I think it’s fair to say that Nighthawks is a bit of a forgotten gem. It is also one of those unique films that bridges the gap between the ’70s and ’80s, mixing the feel of Dirty Harry with something like Lethal Weapon. Although some people credit 48 Hrs. as being the first true buddy cop film, this came out a year earlier. Granted, it’s violent and gritty and takes itself pretty seriously, but I don’t think humour is a requirement of the genre. It’s interesting to note that it was originally being developed as The French Connection III with Gene Hackman’s character intended to be paired with a comedic sidekick like Richard Pryor. When Hackman wasn’t interested, the script was sold to a different studio and turned into Nighthawks instead.

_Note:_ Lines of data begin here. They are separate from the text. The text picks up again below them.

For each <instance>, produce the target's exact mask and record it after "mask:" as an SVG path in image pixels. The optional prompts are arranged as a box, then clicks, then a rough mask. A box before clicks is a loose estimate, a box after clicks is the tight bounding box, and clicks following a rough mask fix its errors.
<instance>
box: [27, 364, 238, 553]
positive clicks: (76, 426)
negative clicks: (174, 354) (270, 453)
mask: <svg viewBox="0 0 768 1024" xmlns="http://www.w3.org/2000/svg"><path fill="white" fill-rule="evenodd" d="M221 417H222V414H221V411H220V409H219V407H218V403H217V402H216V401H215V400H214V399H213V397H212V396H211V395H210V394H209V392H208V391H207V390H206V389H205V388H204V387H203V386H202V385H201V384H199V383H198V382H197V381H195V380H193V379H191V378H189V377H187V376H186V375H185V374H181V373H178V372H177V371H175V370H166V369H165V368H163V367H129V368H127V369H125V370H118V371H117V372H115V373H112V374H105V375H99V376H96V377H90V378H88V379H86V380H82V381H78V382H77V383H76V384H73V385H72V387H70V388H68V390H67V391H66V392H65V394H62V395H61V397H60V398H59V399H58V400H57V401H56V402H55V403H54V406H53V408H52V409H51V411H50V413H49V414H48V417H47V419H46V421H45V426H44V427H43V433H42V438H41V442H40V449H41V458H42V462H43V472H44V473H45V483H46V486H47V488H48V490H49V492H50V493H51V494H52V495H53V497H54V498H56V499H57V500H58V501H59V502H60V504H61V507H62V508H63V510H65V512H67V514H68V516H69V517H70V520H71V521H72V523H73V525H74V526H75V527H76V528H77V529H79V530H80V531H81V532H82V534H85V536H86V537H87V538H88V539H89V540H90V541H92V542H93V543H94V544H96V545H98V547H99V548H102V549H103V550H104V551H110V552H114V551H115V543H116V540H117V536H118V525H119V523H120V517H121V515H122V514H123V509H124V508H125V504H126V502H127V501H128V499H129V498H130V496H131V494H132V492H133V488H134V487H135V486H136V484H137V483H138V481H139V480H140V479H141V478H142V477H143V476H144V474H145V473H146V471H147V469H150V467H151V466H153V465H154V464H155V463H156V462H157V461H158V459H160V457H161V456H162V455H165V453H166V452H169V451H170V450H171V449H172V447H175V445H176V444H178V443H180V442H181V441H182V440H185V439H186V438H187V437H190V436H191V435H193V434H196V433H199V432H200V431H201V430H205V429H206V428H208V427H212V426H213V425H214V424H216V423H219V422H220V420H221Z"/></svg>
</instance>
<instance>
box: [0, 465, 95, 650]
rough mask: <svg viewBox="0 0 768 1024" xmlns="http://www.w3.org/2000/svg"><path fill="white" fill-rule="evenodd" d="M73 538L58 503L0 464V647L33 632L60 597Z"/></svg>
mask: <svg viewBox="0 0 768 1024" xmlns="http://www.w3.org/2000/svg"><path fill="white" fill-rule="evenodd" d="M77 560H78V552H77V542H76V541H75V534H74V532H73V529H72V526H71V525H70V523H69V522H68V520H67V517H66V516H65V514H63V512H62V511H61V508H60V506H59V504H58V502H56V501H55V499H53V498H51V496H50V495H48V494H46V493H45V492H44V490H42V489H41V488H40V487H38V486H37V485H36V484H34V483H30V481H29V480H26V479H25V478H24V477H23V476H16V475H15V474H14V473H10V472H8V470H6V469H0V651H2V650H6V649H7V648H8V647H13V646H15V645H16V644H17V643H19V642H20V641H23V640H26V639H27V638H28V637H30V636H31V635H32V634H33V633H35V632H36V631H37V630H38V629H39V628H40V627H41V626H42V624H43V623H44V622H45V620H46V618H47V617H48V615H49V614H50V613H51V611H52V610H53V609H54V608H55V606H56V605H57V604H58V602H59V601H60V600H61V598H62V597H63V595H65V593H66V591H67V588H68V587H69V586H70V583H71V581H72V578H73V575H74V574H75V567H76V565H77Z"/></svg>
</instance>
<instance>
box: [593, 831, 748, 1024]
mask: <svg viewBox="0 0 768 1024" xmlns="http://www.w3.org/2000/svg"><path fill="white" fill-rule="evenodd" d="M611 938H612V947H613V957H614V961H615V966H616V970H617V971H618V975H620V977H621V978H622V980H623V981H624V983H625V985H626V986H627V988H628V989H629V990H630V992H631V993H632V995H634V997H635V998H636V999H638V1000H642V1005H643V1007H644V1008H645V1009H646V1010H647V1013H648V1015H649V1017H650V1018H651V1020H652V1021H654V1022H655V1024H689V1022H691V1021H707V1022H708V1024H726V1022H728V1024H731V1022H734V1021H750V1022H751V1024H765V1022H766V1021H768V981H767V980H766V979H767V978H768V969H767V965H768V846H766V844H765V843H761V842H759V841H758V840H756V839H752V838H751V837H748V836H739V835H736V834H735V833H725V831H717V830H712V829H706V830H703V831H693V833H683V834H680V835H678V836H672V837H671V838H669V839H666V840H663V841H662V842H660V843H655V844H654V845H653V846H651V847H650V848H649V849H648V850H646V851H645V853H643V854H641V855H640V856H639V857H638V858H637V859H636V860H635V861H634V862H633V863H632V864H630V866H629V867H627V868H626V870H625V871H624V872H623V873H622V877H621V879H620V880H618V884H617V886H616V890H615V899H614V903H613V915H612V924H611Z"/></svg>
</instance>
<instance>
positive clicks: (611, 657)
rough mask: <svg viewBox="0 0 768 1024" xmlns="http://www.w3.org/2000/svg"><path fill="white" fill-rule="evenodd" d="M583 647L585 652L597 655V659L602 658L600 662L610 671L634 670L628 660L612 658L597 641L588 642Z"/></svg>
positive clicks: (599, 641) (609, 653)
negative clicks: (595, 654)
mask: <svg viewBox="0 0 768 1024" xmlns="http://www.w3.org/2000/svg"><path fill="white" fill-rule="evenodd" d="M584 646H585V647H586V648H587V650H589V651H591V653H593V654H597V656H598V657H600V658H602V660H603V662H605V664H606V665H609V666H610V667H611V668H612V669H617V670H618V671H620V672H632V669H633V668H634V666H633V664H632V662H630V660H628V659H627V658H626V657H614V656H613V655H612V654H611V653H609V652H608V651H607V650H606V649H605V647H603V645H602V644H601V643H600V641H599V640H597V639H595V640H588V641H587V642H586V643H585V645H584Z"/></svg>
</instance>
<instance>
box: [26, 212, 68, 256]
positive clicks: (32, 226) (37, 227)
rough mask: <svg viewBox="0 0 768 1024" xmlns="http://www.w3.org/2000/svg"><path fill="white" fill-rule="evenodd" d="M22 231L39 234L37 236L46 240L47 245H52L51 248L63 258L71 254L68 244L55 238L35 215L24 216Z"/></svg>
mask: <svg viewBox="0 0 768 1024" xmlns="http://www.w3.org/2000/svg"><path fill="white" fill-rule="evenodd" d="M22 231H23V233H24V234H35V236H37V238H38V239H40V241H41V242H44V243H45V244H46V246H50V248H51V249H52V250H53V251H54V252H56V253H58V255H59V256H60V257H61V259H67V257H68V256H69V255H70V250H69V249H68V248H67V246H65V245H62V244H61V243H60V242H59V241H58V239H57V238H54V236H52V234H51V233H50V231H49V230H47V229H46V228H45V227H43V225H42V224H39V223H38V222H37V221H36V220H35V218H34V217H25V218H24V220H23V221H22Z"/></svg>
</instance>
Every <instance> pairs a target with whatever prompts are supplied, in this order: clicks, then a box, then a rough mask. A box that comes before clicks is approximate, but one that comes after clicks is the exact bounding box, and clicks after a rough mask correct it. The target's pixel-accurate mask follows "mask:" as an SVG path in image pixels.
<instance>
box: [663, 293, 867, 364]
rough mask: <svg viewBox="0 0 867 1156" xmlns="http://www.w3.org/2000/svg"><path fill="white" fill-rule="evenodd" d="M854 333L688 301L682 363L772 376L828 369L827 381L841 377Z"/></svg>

Stallone was just coming off of Rocky II and was not yet the massive action star we know today. He was still taking his art somewhat seriously and was also looking to avoid being typecast. With the beard and moustache, he looks a bit like Al Pacino in Serpico, and it makes me wish he had gone back to this look a few more times in his career. Admittedly, he did bring out a moustache for The Expendables 2 recently, but it’s much more delicate and closely trimmed than the manly mane he is sporting here.
Stallone and Williams play two NYC undercover cops named Deke DaSilva and Matthew Fox (yep) who are recruited to take part in an anti-terrorism squad. Their task is to track down an international terrorist named Wulfgar, who is planning an attack somewhere in New York City. As it turns out, Wulfgar is played by none other than Rutger Hauer in his very first American movie, one year before he would appear in Blade Runner. He commands the screen here, portraying a cold and sinister villain as only he can.
There are a few standout scenes, including a tense hostage situation that takes place on the Roosevelt Island Tram. Stallone supposedly did many of his own stunts, including the scene where he is hoisted up to the tram with a cable, which he still counts as one of the most dangerous stunts he has ever performed. There is also a shootout in a disco club set to The Rolling Stones’ “Brown Sugar” and Keith Emerson’s “I’m A Man”; unfortunately, the widescreen DVD release replaces these songs with something else because Universal didn’t want to pay for the licensing rights. At least Keith Emerson’s pulsating synth score remained intact, which is pretty fantastic as well.
The movie is directed by Bruce Malmuth (who would also go on to direct the Steven Seagal vehicle Hard to Kill), but supposedly Stallone had to fill in for him on the first day of production, shooting the subway chase scene. This kind of make sense considering that the scene ends with Stallone screaming at the top of his lungs, “You’re fucking dead, you motherfucker!” over and over again. I’m guessing that another director would have had him dial it back a little, but it’s still a pretty raw and memorable moment.
Arguably, this is Stallone’s movie and Billy Dee Williams sort of fades into the background after a while. However, Williams does get to step up in an early scene where they bust a drug operation and he becomes enraged, almost killing one of the criminals. I guess he is supposed to be the loose cannon of the duo, but they don’t play up that contrast as much some other buddy cop flicks do.
You also can’t talk about Nighthawks without mentioning the fact that DaSilva and Fox have a unique method for catching criminals that involves dressing in drag to bait muggers. This makes for a few surprising twists and some unintentional laughs as well. Clearly Martin Lawrence and his Big Momma’s House series owe a serious debt to this movie as well!
This was my first time watching Nighthawks, and I have to say I’m a bit surprised that it isn’t more widely known. It’s pretty clear that the studio didn’t think highly of it at the time, and Stallone himself has said that they cut it to pieces before releasing it in theatres. However, considering the cast, the performances and the overall grittiness of the film, this is well worth seeking out even after Movember has ended!